China's
fourth quarter 2013 GDP number at 1.00pm today will be the headline news
through the Asian trading session Monday. There is a small TD Securities
inflation number for Australia at 10.30am but it's Wednesday's official
Australian Inflation report the market will really gravitate to regarding
Aussie inflation and not the private inflation reading this morning.
China's
growth is critically important to the pricing level of commodities and of
course the Australian dollar. If the 4th quarter China GDP number today shows
any signs of weakness in the Chinese economy the Aussie Dollar is going to come
under selling pressure once again.
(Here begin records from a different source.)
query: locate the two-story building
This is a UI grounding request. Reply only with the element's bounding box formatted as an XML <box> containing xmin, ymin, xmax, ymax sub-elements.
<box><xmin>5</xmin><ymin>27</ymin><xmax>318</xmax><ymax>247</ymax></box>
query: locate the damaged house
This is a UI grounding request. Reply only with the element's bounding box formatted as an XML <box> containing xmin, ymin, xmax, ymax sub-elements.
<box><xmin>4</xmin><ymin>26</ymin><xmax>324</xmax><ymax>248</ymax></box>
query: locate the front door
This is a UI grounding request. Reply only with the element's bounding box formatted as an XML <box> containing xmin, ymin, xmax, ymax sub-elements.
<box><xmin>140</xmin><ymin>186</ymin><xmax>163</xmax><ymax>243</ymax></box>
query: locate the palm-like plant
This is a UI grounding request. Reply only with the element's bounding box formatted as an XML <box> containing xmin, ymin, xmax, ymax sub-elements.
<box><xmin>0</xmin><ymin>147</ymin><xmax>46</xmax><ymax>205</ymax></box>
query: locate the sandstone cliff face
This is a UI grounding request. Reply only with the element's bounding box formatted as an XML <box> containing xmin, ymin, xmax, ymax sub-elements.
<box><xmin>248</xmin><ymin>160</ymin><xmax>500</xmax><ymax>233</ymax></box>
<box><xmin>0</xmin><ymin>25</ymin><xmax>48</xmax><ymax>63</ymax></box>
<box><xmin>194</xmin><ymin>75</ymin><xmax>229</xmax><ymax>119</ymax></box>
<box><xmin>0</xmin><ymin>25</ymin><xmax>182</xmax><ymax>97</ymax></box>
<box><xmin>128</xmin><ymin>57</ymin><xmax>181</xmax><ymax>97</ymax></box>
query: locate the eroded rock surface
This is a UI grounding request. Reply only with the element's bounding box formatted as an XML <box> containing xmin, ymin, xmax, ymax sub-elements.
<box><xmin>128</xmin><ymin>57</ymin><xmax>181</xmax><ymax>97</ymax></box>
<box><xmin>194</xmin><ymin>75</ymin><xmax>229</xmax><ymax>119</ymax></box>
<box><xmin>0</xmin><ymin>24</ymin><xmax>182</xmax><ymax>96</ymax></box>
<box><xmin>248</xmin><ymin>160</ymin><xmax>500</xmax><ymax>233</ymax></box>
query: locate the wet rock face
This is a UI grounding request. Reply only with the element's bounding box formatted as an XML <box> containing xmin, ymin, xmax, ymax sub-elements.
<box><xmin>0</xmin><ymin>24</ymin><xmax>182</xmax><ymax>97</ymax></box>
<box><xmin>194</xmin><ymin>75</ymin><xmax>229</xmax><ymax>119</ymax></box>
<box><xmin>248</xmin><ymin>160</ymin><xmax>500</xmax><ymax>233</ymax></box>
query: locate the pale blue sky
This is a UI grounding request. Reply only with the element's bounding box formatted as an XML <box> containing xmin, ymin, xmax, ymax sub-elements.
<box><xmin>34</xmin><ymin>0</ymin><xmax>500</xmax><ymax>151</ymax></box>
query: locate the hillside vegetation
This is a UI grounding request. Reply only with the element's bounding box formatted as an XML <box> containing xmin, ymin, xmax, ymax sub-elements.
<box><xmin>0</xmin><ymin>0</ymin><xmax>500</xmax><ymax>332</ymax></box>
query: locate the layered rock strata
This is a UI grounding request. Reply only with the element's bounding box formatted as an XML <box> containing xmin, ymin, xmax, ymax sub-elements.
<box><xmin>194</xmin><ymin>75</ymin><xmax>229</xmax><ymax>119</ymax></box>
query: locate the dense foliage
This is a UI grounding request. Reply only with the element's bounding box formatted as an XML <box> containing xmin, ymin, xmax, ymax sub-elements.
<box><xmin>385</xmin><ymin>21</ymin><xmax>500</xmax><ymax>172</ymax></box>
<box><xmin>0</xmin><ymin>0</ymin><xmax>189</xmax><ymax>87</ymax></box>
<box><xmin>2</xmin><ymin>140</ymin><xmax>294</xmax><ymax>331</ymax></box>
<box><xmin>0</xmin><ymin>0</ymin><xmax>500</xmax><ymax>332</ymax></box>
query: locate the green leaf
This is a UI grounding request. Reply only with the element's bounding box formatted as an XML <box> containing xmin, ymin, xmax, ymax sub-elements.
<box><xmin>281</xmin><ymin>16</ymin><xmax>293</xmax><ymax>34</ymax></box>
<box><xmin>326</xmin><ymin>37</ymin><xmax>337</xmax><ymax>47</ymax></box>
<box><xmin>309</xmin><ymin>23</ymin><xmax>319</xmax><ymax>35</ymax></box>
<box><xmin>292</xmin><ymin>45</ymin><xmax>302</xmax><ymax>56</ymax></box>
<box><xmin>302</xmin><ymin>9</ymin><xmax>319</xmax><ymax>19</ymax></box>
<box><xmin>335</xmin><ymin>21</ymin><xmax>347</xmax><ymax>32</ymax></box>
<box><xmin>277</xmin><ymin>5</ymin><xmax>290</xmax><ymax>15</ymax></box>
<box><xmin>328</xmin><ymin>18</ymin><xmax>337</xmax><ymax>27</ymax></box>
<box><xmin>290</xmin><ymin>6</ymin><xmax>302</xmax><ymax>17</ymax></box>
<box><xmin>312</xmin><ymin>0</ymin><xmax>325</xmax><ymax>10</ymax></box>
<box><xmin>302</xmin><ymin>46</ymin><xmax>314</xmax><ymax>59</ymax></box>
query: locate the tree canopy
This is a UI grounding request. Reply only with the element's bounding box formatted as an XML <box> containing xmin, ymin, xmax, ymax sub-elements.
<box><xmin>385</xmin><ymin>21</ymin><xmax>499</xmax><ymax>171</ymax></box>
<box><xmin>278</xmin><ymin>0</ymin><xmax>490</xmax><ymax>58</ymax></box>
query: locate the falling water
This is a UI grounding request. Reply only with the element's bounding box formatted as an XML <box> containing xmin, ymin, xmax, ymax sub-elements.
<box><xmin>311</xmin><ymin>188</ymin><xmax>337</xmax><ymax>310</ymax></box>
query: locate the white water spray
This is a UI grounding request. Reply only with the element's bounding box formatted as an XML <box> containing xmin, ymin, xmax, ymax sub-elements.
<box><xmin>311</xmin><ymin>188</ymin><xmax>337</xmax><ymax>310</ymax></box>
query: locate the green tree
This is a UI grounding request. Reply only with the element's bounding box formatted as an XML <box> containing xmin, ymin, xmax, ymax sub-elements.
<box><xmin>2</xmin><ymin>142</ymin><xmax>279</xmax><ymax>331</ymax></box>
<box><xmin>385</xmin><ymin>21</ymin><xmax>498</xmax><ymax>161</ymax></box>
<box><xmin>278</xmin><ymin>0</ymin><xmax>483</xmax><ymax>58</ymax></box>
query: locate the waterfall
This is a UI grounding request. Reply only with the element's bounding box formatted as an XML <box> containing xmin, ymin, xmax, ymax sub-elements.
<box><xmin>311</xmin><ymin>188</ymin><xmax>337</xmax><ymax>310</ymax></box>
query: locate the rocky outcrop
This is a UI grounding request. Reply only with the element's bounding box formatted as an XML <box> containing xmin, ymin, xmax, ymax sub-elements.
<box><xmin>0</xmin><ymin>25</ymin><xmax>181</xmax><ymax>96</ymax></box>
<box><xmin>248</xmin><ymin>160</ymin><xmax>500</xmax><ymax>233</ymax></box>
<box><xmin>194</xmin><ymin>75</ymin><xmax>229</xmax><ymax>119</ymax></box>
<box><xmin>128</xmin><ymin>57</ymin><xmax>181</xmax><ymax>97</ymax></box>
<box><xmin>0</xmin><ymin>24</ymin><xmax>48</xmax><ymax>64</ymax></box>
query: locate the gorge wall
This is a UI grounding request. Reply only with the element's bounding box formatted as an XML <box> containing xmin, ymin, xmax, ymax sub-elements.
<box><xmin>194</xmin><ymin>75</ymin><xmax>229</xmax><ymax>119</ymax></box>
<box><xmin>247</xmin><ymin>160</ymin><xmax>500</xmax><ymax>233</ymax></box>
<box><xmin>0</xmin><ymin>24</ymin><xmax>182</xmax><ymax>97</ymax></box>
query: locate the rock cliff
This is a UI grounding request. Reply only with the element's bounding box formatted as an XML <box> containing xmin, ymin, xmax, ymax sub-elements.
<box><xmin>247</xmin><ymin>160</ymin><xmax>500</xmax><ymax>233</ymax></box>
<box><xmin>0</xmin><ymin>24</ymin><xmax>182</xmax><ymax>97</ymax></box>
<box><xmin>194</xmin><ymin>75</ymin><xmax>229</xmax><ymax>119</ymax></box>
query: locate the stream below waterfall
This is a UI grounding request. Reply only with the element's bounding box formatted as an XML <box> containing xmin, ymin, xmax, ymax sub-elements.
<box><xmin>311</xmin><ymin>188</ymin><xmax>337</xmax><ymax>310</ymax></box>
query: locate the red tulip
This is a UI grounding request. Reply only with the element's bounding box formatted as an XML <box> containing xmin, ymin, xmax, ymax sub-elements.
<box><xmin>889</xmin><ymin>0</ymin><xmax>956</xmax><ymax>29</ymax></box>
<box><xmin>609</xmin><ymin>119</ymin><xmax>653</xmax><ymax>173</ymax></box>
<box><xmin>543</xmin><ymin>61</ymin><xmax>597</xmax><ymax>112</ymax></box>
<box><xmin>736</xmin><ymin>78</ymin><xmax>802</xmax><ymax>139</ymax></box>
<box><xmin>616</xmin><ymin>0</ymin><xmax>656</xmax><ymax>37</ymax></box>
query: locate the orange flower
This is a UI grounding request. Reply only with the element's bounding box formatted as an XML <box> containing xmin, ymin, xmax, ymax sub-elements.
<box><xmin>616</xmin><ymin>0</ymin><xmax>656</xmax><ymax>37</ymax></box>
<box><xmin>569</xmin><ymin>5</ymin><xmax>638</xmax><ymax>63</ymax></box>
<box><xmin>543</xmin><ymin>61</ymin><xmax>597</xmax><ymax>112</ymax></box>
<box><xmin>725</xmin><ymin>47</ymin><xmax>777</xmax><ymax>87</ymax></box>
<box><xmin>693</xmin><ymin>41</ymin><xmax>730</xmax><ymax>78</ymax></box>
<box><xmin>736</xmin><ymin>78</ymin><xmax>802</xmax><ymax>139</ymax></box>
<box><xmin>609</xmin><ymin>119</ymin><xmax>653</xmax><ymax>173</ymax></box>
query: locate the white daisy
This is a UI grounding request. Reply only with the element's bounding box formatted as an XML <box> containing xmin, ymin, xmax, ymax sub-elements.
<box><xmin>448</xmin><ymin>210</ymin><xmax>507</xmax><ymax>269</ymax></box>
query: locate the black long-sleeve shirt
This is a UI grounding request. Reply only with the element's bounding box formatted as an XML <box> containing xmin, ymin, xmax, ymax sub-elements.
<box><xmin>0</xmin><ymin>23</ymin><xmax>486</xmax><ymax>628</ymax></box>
As I pointed out last week once the Aussie
Dollar vs the US Dollar closed below 0.88 it becomes a psychological advantage
for the sellers and the carry traders who have been buying the Aussie for long
term long trades. Those traders are the ones selling and bailing out and many
of them are Japanese.
Wednesday's
December quarter inflation reading for Australia will most likely show
inflation is at the bottom of the RBA's target band which is around 2%. Weak
inflation simply means a weaker economy but unlike the poor Aussie jobs number
last week I don't think the inflation reading (unless really poor) will have the
same negative impact on the Aussie Dollars price movement. The Chinese GDP
number today and this week’s commodity price movement have the potential to
have the biggest impact on the Aussie Dollar this week.
Don't
ever forget who runs China. It is a communist country and the communist party
run the banking system and most other things and whilst there is a chance the
GDP number could be out of line with expectation today, don't forget what the
communist party wants is usually what the communist party gets, so I don't
expect any big surprises on the GDP number today.
In the
US this week there isn't any substantial economic data to be released other
than the existing home sales on Thursday and a week full of final quarter
company earnings. Company earnings will be important for the US Dollar and
stock markets because weaker than expected company earnings will likely see
stock markets get nervous and a question mark will be put on the US economy
once again. The market expects overall company earnings growth to be around
4.9% so anything less than this the market will question.